Charleston, W.VA. ─ The West Virginia Coal Association is joining together with the West Virginia Coal Mining Institute to sponsor a special summer program for mining professionals on June 22-23, at the Marriott at Waterfront Place in Morgantown.
The program is intended for mining professionals to learn about developing technologies, mine safety and environmental programs and emerging threats and challenges facing the industry. United States Senators Joe Manchin and Shelley Moore Capito will join with West Virginia’s First Congressional Representative David McKinley and State Attorney General Patrick Morrisey to headline the program. A variety of technical presentations are also slated for the two-day program.

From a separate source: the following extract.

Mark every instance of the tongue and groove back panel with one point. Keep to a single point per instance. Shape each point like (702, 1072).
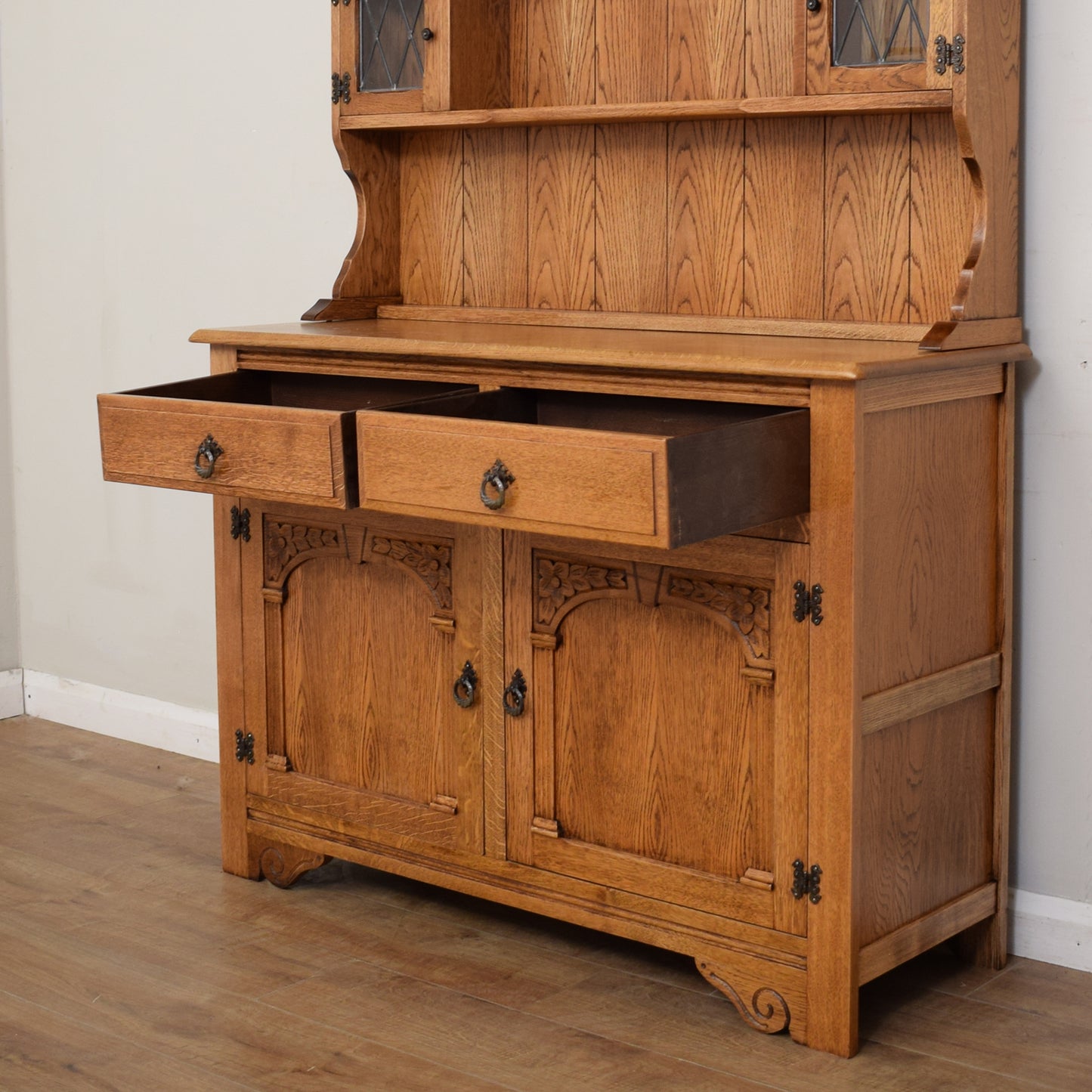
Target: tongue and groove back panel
(842, 218)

West Virginia Coal Association President Chris Hamilton applauded the State’s flagship University for hosting the program and “for stepping forward to showcase their fossil energy assets and everything they are doing to preserve and protect coal mining in West Virginia.”
“West Virginia remains ‘the energy state’,” Hamilton said. “The University experts from the Energy Institute to the Benjamin M. Statler College of Engineering and Mineral Resources to the Mining Extension Service, are working around the clock and exhausting the intellectual expertise of the University and its resources to develop workable solutions and beneficial uses for carbon and to stimulate growth in West Virginia’s fossil energy industries and, in particular, in-state coal operations.”
“Our relationship with the West Virginia Coal Association is mutually beneficial and dates back when the industry was flourishing and our level of involvement was predominately directed at mine safety, environmental stewardship and labor relations,” said Vlad Kecojevic, Robert E. Murray Chair and Professor of Mining Engineering. “Today’s challenges, however, necessitate a different purpose and need for the University to fulfill in order for our state’s major industry to continue to contribute to our economy and to revitalize our major state industries and coal communities throughout West Virginia.”
Hamilton, in highlighting the myriad contributions to the industry from the Statler College, said, “meeting today’s challenges head on by pulling out all stops to assist the industry to overcome today’s crisis and challenges is clearly what Benjamin Statler envisioned when he helped to create a “new vision” for the Mine Engineering Department at WVU. Sustaining a vibrant and strong coal mining and fossil energy industry in West Virginia was his ultimate goal.”
Media are encouraged to attend the event.